The death of a 54-year-old woman Tuesday has been ruled a homicide resulting from an arson fire Sunday evening at her East Topeka home, police said Wednesday.

Police were investigating but had made no arrests in the death of Barbara Lee, who had been found inside her home at 1025 S.E. Locust.

An autopsy revealed she died from exposure to heat and fire gases, said police Lt. Jerry Young.

Topeka firefighters were called at 8:47 p.m. Sunday, which was Halloween, to a very smoky blaze that investigators said had been intentionally set on the front porch of Lee's home.

The fire spread to the attic and significantly damaged the house, according to the fire department. Loss was estimated at $10,700.

As firefighters attacked the blaze, neighbors told a fire department supervisor that Lee was usually away from home Sunday evenings attending church services.

But firefighters entered the burning house and found Lee lying inside near the back door.

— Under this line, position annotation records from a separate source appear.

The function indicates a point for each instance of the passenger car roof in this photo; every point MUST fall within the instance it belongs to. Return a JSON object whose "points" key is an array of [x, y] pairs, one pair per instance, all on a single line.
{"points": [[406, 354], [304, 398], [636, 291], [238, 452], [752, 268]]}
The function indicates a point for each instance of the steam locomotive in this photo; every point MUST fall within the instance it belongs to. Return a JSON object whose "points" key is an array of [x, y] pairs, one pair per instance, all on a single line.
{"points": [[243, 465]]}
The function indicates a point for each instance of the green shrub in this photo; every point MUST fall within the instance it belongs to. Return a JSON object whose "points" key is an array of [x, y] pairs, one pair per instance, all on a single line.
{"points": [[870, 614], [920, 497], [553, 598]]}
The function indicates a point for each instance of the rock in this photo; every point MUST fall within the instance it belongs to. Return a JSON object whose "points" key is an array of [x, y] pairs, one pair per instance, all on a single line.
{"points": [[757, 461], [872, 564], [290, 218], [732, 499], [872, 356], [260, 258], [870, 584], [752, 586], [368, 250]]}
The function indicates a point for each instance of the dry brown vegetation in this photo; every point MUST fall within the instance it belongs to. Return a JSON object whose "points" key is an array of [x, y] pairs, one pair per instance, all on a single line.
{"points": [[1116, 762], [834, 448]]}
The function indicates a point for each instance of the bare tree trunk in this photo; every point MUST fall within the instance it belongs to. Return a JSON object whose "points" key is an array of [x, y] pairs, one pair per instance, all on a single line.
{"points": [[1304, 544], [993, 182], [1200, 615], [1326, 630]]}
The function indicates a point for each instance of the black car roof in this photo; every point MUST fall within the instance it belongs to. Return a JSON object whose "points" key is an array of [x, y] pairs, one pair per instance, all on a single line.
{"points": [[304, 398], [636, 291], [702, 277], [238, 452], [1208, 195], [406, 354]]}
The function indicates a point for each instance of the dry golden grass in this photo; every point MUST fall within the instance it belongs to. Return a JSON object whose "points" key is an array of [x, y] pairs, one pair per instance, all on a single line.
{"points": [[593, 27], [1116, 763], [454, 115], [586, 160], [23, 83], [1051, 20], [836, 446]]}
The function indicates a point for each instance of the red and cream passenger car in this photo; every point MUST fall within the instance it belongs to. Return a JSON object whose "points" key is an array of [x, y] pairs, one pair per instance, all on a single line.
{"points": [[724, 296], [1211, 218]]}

An American Medical Response ambulance was called at 9:06 p.m.

In addition to the injuries that killed her, a fire department official said Lee sustained a head injury from an apparent fall.

Paramedics used cardiopulmonary resuscitation to restore Lee's pulse. She was taken by ambulance to St. Francis Hospital and Medical Center.

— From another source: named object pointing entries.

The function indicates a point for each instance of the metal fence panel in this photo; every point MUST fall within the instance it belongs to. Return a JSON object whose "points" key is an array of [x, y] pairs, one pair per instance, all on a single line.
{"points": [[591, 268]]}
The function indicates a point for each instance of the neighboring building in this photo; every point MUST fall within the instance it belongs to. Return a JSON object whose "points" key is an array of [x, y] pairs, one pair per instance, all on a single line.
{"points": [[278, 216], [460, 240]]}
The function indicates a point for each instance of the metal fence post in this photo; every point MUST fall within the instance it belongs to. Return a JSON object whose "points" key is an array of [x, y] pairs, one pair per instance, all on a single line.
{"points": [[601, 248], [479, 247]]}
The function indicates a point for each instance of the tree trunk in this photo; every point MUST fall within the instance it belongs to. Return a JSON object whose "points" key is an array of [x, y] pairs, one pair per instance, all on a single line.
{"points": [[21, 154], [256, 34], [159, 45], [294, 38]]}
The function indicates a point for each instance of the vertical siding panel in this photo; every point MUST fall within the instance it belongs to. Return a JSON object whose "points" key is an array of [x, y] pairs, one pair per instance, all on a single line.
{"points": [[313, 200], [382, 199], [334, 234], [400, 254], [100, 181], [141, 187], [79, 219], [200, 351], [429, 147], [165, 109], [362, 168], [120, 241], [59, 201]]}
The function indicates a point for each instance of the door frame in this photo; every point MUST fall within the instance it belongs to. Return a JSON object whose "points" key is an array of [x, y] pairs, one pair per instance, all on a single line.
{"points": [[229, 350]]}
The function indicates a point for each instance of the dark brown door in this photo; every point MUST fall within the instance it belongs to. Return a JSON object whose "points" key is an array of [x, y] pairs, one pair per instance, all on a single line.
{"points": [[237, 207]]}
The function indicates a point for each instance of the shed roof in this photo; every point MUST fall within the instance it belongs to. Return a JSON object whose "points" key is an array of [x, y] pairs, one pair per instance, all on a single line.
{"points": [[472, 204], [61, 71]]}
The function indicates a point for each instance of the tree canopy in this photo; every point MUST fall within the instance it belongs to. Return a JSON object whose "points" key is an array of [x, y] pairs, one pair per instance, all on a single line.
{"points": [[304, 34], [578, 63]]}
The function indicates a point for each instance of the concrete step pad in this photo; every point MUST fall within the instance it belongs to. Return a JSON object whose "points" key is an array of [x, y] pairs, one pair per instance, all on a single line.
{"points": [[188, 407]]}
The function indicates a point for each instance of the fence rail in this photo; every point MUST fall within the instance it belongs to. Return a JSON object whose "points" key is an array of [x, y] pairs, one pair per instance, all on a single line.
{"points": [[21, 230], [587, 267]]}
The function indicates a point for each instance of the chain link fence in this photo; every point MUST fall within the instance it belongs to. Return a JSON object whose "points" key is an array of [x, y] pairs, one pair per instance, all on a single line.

Lee was then transported to the University of Kansas Medical Center at Kansas City, Kan., where authorities said she died early Tuesday.

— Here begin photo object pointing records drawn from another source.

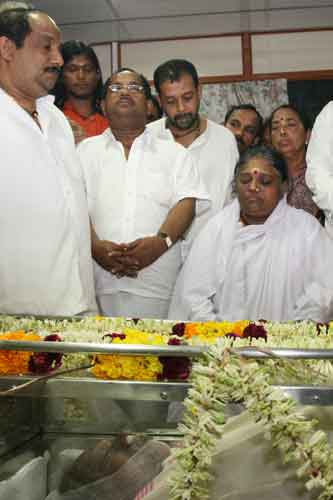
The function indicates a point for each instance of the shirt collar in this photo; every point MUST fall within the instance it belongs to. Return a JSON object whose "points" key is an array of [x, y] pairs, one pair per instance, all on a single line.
{"points": [[110, 138]]}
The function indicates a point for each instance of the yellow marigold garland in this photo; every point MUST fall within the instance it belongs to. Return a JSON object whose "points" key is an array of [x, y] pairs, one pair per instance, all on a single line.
{"points": [[118, 367], [210, 331], [16, 362]]}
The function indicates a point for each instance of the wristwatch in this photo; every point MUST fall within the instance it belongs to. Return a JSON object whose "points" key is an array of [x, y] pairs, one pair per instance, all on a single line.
{"points": [[166, 238]]}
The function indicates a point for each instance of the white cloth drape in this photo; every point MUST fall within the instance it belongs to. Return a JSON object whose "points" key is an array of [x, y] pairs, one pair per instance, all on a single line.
{"points": [[277, 271]]}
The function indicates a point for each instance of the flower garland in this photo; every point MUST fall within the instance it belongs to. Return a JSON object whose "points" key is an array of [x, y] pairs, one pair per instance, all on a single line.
{"points": [[221, 377], [16, 362], [119, 367]]}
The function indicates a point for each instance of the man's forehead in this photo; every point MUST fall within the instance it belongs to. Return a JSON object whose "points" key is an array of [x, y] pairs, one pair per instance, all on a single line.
{"points": [[244, 115], [43, 24], [257, 166], [285, 114], [125, 76], [184, 83]]}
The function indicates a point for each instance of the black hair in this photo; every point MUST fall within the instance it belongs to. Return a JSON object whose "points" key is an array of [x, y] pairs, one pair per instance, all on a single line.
{"points": [[247, 107], [276, 160], [69, 50], [143, 80], [157, 105], [14, 21], [172, 71], [302, 115]]}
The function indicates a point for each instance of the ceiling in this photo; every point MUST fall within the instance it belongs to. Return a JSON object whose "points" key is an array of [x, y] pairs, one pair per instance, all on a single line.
{"points": [[95, 21]]}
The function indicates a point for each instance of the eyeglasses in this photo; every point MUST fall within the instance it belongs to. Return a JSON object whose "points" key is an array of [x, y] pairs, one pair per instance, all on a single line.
{"points": [[74, 68], [133, 88]]}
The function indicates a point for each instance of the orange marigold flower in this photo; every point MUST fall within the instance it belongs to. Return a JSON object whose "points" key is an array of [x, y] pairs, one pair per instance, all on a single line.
{"points": [[16, 362]]}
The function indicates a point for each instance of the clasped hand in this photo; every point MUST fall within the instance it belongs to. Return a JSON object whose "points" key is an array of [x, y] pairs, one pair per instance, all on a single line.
{"points": [[127, 259]]}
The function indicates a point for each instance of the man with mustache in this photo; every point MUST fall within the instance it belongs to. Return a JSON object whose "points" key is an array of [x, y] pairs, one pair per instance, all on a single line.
{"points": [[79, 88], [246, 123], [45, 251], [212, 146], [141, 194]]}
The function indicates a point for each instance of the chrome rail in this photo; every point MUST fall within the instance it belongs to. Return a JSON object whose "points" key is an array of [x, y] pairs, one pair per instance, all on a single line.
{"points": [[153, 350]]}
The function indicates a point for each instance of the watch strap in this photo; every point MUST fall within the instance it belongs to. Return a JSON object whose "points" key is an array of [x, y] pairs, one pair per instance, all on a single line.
{"points": [[166, 238]]}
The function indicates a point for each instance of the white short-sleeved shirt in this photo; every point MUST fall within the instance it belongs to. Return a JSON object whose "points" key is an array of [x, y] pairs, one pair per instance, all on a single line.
{"points": [[215, 154], [319, 159], [45, 255], [131, 198]]}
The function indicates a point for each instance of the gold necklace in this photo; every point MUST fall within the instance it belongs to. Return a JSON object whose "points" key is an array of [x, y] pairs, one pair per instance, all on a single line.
{"points": [[196, 130]]}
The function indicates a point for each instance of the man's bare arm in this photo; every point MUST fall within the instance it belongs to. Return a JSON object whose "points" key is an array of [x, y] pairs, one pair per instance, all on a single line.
{"points": [[147, 250]]}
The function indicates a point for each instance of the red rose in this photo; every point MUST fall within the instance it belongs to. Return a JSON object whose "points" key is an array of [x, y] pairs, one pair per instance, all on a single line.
{"points": [[45, 362], [253, 331]]}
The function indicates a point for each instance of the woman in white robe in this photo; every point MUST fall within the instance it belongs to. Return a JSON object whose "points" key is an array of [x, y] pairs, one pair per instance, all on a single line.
{"points": [[258, 258]]}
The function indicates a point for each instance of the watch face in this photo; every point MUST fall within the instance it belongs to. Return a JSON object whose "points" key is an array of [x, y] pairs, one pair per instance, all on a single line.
{"points": [[168, 241]]}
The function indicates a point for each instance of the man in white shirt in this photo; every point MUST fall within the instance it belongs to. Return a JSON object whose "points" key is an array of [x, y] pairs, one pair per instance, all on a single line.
{"points": [[211, 145], [259, 258], [246, 123], [45, 254], [319, 160], [141, 194]]}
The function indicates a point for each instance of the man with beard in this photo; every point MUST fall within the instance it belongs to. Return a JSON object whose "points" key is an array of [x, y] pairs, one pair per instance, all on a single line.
{"points": [[79, 88], [141, 195], [212, 146], [246, 123], [45, 251]]}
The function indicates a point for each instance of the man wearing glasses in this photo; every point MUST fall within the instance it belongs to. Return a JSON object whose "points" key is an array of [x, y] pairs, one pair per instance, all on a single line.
{"points": [[142, 194]]}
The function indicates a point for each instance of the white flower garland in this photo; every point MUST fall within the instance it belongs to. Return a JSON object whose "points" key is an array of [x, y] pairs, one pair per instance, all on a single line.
{"points": [[221, 377]]}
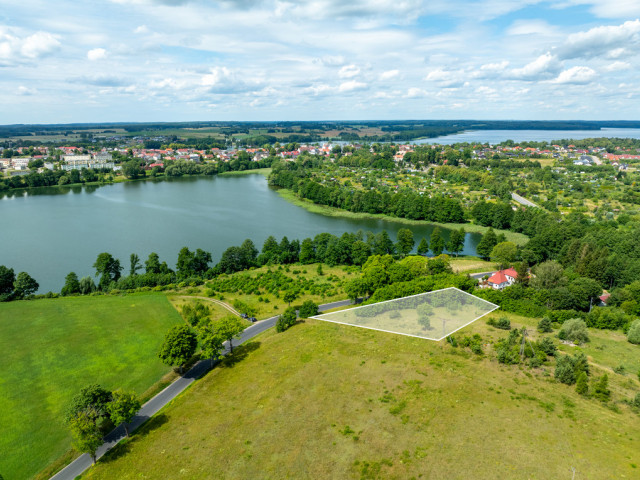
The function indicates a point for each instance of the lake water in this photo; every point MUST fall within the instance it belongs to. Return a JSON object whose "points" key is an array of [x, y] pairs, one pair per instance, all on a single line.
{"points": [[51, 232], [498, 136]]}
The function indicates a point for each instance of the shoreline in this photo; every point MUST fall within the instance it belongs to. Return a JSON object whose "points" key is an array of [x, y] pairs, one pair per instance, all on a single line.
{"points": [[289, 196]]}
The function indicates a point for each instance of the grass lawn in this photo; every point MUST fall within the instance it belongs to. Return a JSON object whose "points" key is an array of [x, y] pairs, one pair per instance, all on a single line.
{"points": [[470, 265], [54, 347], [329, 401]]}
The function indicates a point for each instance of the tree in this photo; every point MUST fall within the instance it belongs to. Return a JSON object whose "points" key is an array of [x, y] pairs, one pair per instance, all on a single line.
{"points": [[25, 285], [179, 346], [307, 252], [436, 241], [228, 328], [108, 268], [405, 242], [456, 241], [289, 296], [565, 372], [544, 325], [134, 264], [122, 408], [86, 433], [7, 277], [582, 386], [92, 397], [548, 275], [633, 335], [87, 285], [601, 389], [486, 244], [423, 247], [71, 284], [308, 309], [574, 330], [504, 254], [286, 320]]}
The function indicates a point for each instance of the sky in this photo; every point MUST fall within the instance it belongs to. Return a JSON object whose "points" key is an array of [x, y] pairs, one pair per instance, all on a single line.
{"points": [[186, 60]]}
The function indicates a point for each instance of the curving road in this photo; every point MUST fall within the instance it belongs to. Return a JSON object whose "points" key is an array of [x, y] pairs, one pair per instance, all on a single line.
{"points": [[83, 462]]}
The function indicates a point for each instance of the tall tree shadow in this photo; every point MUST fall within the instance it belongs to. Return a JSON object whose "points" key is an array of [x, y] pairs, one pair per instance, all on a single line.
{"points": [[239, 354]]}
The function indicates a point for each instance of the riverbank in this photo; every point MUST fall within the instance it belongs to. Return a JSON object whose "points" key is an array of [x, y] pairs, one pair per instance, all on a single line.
{"points": [[291, 197], [261, 171]]}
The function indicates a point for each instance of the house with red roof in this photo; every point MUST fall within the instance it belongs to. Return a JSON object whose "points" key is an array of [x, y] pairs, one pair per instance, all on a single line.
{"points": [[503, 278]]}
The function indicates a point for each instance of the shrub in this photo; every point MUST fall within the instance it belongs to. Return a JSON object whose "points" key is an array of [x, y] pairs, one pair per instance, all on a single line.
{"points": [[308, 309], [574, 330], [286, 320], [601, 389], [544, 325], [633, 335], [547, 346], [502, 323], [582, 386], [565, 372]]}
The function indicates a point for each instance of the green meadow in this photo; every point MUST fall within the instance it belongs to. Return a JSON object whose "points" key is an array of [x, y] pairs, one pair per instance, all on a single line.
{"points": [[51, 348]]}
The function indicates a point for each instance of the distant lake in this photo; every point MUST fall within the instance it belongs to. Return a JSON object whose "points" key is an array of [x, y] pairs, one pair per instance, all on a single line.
{"points": [[498, 136], [51, 232]]}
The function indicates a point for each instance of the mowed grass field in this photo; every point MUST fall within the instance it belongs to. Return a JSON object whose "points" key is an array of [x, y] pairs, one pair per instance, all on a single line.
{"points": [[329, 401], [52, 348]]}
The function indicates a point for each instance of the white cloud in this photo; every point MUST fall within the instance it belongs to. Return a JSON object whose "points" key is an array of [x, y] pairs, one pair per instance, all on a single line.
{"points": [[348, 71], [576, 75], [613, 41], [96, 54], [531, 27], [542, 67], [22, 90], [351, 85], [617, 67], [389, 74], [31, 47]]}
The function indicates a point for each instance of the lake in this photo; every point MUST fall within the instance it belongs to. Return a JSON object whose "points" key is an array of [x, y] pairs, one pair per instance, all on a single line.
{"points": [[498, 136], [52, 231]]}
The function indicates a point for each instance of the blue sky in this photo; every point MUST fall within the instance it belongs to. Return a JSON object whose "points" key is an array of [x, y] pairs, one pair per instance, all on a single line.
{"points": [[179, 60]]}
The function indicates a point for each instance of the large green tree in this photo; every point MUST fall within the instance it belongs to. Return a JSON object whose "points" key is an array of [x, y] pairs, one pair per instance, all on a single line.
{"points": [[86, 433], [108, 268], [228, 328], [456, 241], [486, 244], [405, 242], [122, 408], [437, 242], [71, 284], [25, 285], [179, 345], [7, 277]]}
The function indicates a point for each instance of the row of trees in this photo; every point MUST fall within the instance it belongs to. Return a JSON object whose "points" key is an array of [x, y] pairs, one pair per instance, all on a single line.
{"points": [[14, 286]]}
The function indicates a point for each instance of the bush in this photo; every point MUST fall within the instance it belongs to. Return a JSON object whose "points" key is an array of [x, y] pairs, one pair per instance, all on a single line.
{"points": [[633, 335], [544, 325], [565, 372], [547, 346], [582, 386], [574, 330], [286, 320], [502, 323], [308, 309]]}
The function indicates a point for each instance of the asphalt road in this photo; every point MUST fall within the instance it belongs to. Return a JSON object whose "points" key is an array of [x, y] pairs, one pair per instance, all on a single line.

The Topeka Fire Department and Kansas State Fire Marshal's office on Wednesday were assisting Topeka police detectives with the investigation.

Police asked anyone with information about the incident to call detectives at 368-9400 or Detective Gary Robinson at 368-9415.

Since 1979, the house at 1025 S.E. Locust had been the residence of Lee, her mother, Mae Lee, or both, according to Topeka city directory records. Mae Lee died at age 86 in a Topeka nursing home in 1993.

City directory records indicated Barbara Lee was retired and formerly worked for St. Francis Hospital and Medical Center.

Neighbors said Lee most recently had lived with her brother, Jerry Lee, who wasn't home at the time of Sunday's fire. Authorities subsequently interviewed him as part of their investigation into his sister's death.

Lee was Topeka's 11th homicide victim of 1999. The city by this time last year had recorded all 16 homicides it would see in 1998.

Lee became Topeka's fourth homicide victim of October. Three of those cases remain unsolved. October was Topeka's worst month for homicides since the city also recorded four in February 1996.